Even if the creation of new roses by cuttings is not breeding, but only pure reproduction (here you are cloning the mother plant), this reproduction is only permitted for private purposes. You are not allowed to open a rose trade with it, because almost every type of rose is protected as a variety, and the breeders watch carefully whether someone wants to make illegal profit from their breeding success.

Safe rose propagation by cuttings is also possible with every hybrid rose, even if it is probably not the type of propagation you have in mind: These hybrids are grafted onto the roots of another rose variety, and this so-called rootstock is usually a robust wild rose. If you take cuttings from this base, you can reproduce your hybrid roses without any problems, all you get is a wild rose …

Convert rose hybrids back into true-root roses by cuttings

If you can pull cuttings from the varieties in the upper range of a hybrid rose into rose plants, you have transformed a grafted rose back into a true-root rose.

The fact that this very often doesn’t work has just been mentioned, but there are quite interesting exceptions. More and more gardeners are not big fans of the grafted roses, which are sensitive to the cold and susceptible to disease and then also bring the mushrooms into the rest of the garden and on the whole “are far too beautiful to be true”. That is why there are movements today that turn “grafted weaklings” back into real, natural roses, and because the whole thing started with grafting with tea hybrids, this re-transformation also begins with tea hybrids.
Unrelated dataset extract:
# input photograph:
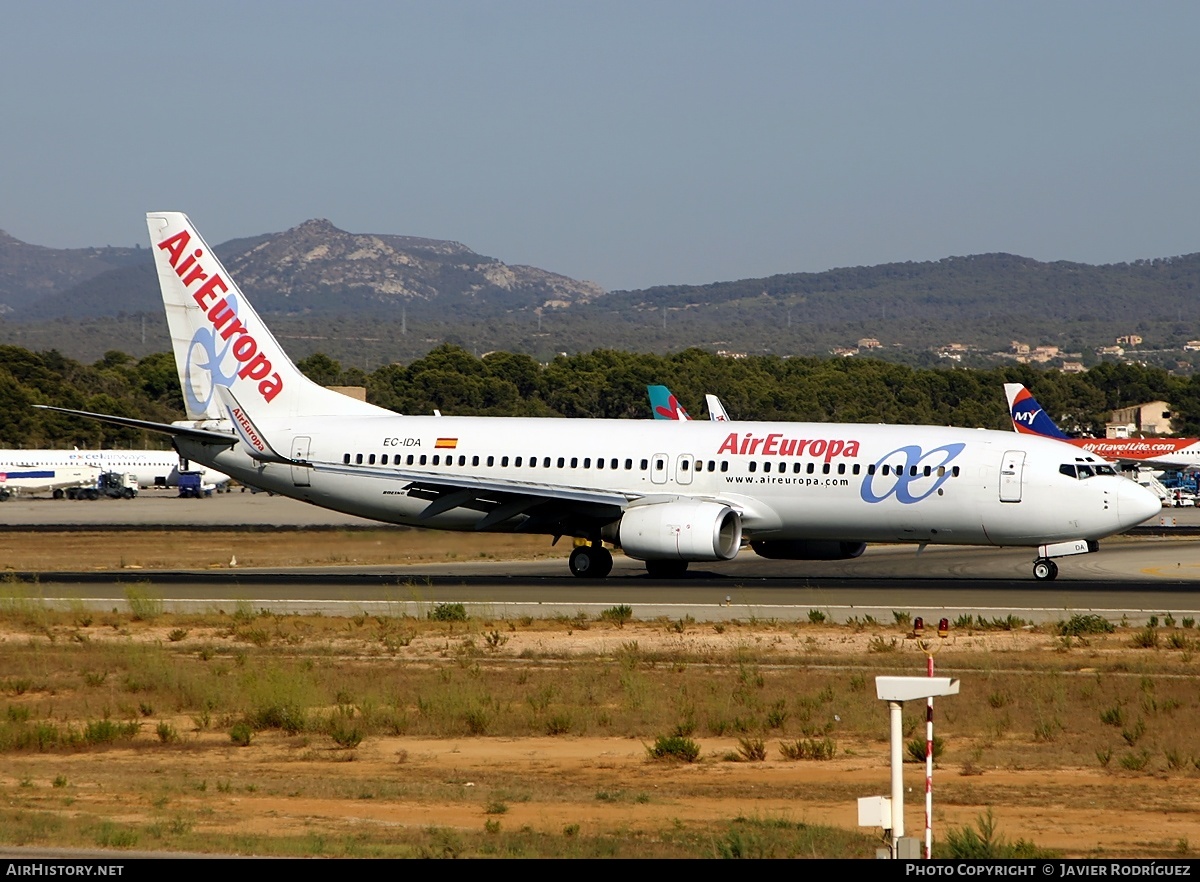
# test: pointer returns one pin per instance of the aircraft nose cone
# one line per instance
(1135, 504)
So in America you can z. B. already buy many non-rooted tea hybrids, and also many German rose breeders deal with the “root real” and also sell them. Accordingly, you could also try yourself to turn a grafted rose into a true-root rose again, and for the success of this project there is also an insider tip: some rose varieties should easily decide to put their roots back in the ground, and you should begin such a venture with these varieties. You can find these types of roses under the terms hybrid tea roses or flower roses with the following “surnames”:

  • Broceliande
  • Gloria Dei
  • Grey Dawn
  • Lavendula
  • Lilac Dawn
  • Mainz Carnival
  • Nimbus
  • Sterling Silver
  • Rhapsody in Blue

When you have managed to transform yourself back, you will often be pleased with the result. Many roses grow much better without roots, become bushier and overall more handsome than their roots on the ancestors.

Conclusion

Rose propagation through seeds and cuttings can simply serve to have more roses in the garden. But it can also do a lot more, depending on the type of rose propagation you can even call yourself the breeder of the new rose.